OpenAI and Broadcom have unveiled Jalapeño, the artificial intelligence company’s first custom Intelligence Processor and the opening product in a planned multigeneration computing platform. Designed specifically for large language model inference, the accelerator represents OpenAI’s most significant move yet toward controlling the complete infrastructure behind ChatGPT, Codex, its API platform, and future agentic products.

According to the official OpenAI announcement, Jalapeño was designed from the ground up around the workloads, kernels, memory movement, networking demands, and serving patterns observed across OpenAI’s production systems. The company describes it as a blank slate design for modern LLM inference rather than a general accelerator adapted from earlier artificial intelligence workloads. Its objective is to combine the throughput of leading AI accelerators with latency closer to highly specialized inference processors, making it suitable for interactive products operating at massive scale.

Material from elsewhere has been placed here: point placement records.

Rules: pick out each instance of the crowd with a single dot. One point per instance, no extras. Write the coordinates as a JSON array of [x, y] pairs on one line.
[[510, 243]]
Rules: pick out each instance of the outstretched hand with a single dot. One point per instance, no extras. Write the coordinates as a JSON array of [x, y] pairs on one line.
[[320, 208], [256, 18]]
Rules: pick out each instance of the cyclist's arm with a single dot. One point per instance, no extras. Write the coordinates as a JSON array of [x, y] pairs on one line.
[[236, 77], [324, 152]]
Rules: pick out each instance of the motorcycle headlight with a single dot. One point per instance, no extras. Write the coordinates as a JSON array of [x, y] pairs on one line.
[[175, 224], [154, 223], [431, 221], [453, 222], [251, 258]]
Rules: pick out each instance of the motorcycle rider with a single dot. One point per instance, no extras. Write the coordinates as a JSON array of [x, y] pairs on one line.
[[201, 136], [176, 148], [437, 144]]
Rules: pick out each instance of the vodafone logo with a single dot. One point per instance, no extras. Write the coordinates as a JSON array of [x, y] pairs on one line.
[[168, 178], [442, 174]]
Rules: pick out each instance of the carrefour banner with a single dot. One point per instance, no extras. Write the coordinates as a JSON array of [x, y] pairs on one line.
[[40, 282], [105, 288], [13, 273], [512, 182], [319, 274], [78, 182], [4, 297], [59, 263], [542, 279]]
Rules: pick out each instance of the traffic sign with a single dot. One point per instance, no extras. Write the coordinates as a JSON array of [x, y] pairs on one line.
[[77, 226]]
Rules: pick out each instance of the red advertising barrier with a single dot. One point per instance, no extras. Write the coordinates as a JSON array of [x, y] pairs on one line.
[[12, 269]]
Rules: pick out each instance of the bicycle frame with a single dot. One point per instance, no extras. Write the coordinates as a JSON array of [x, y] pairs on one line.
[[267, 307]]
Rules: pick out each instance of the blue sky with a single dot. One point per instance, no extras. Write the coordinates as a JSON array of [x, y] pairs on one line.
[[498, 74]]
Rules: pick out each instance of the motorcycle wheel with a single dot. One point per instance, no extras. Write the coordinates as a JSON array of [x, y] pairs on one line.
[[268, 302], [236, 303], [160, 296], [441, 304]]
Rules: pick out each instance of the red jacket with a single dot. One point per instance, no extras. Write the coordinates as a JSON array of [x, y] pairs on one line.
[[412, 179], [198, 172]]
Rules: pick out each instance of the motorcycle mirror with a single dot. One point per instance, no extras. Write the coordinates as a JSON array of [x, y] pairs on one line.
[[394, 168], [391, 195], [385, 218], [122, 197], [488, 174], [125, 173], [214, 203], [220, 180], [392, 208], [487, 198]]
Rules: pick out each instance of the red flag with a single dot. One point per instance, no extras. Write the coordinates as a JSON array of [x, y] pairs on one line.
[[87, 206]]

OpenAI chief executive officer Sam Altman and president Greg Brockman received the processor from Broadcom chief executive officer Hock Tan and Semiconductor Solutions president Charlie Kawwas. Although Broadcom played a major role in bringing Jalapeño into production, it is not the company physically manufacturing the silicon. OpenAI created the accelerator architecture, Broadcom provides silicon implementation, networking, connectivity, and Tomahawk networking technology, while Celestica contributes board design, rack integration, and production system expertise. According to Reuters, TSMC is responsible for manufacturing the chip.

"Jalapeño was designed from the ground up for LLM inference using detailed insights from our close collaboration with OpenAI researchers."
— Richard Ho

OpenAI says the processor moved from initial design to manufacturing tape out in only 9 months, which the company believes may be the fastest development cycle completed for a high performance custom ASIC. Its own models were used to accelerate parts of the engineering, design, and optimization process, creating a development loop where the same artificial intelligence systems that will eventually run on Jalapeño also contributed to building the hardware.

Engineering samples are already operating inside OpenAI laboratories at their targeted production frequency and power while running workloads including GPT 5.3 Codex Spark. OpenAI has not yet disclosed the manufacturing process, memory standard, total memory capacity, package power, networking bandwidth, or exact inference performance. Early internal testing reportedly shows substantially stronger performance per watt than current leading hardware, but a detailed technical report will not arrive until the coming months.

The architecture is designed to reduce unnecessary data movement while balancing compute, memory, and networking resources more closely. This is particularly important for modern inference and agentic AI, where systems must generate tokens quickly while managing long contexts, tool execution, memory retrieval, parallel agents, and complex software workflows. Better utilization could allow OpenAI to serve more intelligence from the same amount of power and infrastructure while reducing latency and operating costs.

Jalapeño is intended to work with LLMs beyond OpenAI’s own model family, although its design is informed by the company’s direct experience operating ChatGPT, Codex, and the API. The first platforms are scheduled for deployment before the end of 2026, with broader expansion planned over several hardware generations. This deployment sits within the previously announced 10 GW OpenAI and Broadcom infrastructure partnership, which aims to deploy custom accelerators and Ethernet based rack systems between 2026 and 2029.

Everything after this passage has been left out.